Sammy settled back in his chair to more fully appreciate his visitor. “Too bad you’ll never get to meet more than their brains.”
“Not true,” she informed him. “I start field interviews next week.”
“You’re interviewing the subjects? How’d that happen?” He was surprised. In a typical double-blind, in
terviewers had minimal knowledge of the experiment and no contact with the subjects other than the interview itself. Usually they were premed or science majors, plucked from the nearest university. Angela had already formed opinions about the subjects, and it was going to be tough not to convey them during the interview. Even her body language could signal the answer she expected and influence the subject.
“I was surprised, too,” she admitted, “but Peter pretty much insisted.”
“Peter Brandt? Isn’t he out of the office on travel?”
“Yes, but he sent me an E-mail saying we were short-staffed, and I needed to take up the slack. How do you like my poker face? Think it’ll work?”
Her sudden blank expression made him smile.
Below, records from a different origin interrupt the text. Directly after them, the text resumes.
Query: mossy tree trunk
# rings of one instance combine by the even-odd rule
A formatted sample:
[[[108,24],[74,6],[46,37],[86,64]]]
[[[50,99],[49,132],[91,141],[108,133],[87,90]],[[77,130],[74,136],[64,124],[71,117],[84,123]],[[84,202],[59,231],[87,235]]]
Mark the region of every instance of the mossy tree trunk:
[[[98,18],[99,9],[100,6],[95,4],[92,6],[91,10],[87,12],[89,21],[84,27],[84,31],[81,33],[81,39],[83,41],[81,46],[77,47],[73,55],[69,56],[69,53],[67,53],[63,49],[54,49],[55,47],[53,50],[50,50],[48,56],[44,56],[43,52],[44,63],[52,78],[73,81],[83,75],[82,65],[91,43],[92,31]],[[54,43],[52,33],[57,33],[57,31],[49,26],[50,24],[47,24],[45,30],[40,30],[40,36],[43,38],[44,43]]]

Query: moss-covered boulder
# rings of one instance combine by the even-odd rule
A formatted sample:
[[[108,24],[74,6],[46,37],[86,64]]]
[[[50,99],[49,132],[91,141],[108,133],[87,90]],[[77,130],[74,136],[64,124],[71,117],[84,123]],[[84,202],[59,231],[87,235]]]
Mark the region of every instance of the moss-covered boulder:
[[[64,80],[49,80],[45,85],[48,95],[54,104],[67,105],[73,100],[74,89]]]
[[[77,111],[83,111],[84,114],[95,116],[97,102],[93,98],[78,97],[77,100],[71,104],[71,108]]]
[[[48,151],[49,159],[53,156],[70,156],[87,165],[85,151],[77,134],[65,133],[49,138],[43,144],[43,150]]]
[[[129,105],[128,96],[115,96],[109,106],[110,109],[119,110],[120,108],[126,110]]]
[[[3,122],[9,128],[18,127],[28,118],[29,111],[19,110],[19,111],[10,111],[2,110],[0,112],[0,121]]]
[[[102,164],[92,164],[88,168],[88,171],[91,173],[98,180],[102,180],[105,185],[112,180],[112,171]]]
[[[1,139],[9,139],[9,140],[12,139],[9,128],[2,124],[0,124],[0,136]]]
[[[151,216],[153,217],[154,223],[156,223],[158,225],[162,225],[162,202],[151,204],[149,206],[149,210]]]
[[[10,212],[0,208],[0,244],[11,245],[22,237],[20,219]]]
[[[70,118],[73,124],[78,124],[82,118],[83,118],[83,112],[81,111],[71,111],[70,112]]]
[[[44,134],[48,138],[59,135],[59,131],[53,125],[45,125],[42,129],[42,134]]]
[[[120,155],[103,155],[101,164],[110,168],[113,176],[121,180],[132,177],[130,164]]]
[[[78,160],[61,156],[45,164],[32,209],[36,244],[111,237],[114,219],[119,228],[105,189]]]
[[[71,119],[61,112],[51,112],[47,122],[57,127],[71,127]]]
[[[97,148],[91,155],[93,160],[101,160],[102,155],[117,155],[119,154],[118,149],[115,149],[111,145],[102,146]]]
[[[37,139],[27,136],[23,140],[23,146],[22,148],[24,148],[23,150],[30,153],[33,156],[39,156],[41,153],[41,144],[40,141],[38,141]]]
“Maybe our fearless leader thinks you don’t get out enough,” Sammy concluded. Peter Brandt was the company’s other founder, and he was also Angela’s mentor. Actually, guardian and protector were better words, in Sammy’s opinion, but no one asked him what he thought about such things. Peter had brought her on board and given her a job in Cognitive Studies, which he personally ran. He’d also assigned her the genius study, which in Sammy’s opinion, was poorly designed and probably wouldn’t hold up under scrutiny, but maybe that wasn’t the point. Maybe the point was to keep her busy. Many things about Peter and Angela’s relationship baffled Sammy. It wasn’t romantic as far as he knew, but he was virtually certain Peter was in love with her. And it wasn’t fatherly, either. It was strange.
“That would be the truth,” she said. “I don’t get out at all.”
Her smile turned rueful, and Sammy wondered, as he had for the zillionth time, where she went when she left the facility, what kind of life she led, and why he kept thinking that no one knew who Angela Lowe really was, not him, not Peter, and maybe not Angela herself.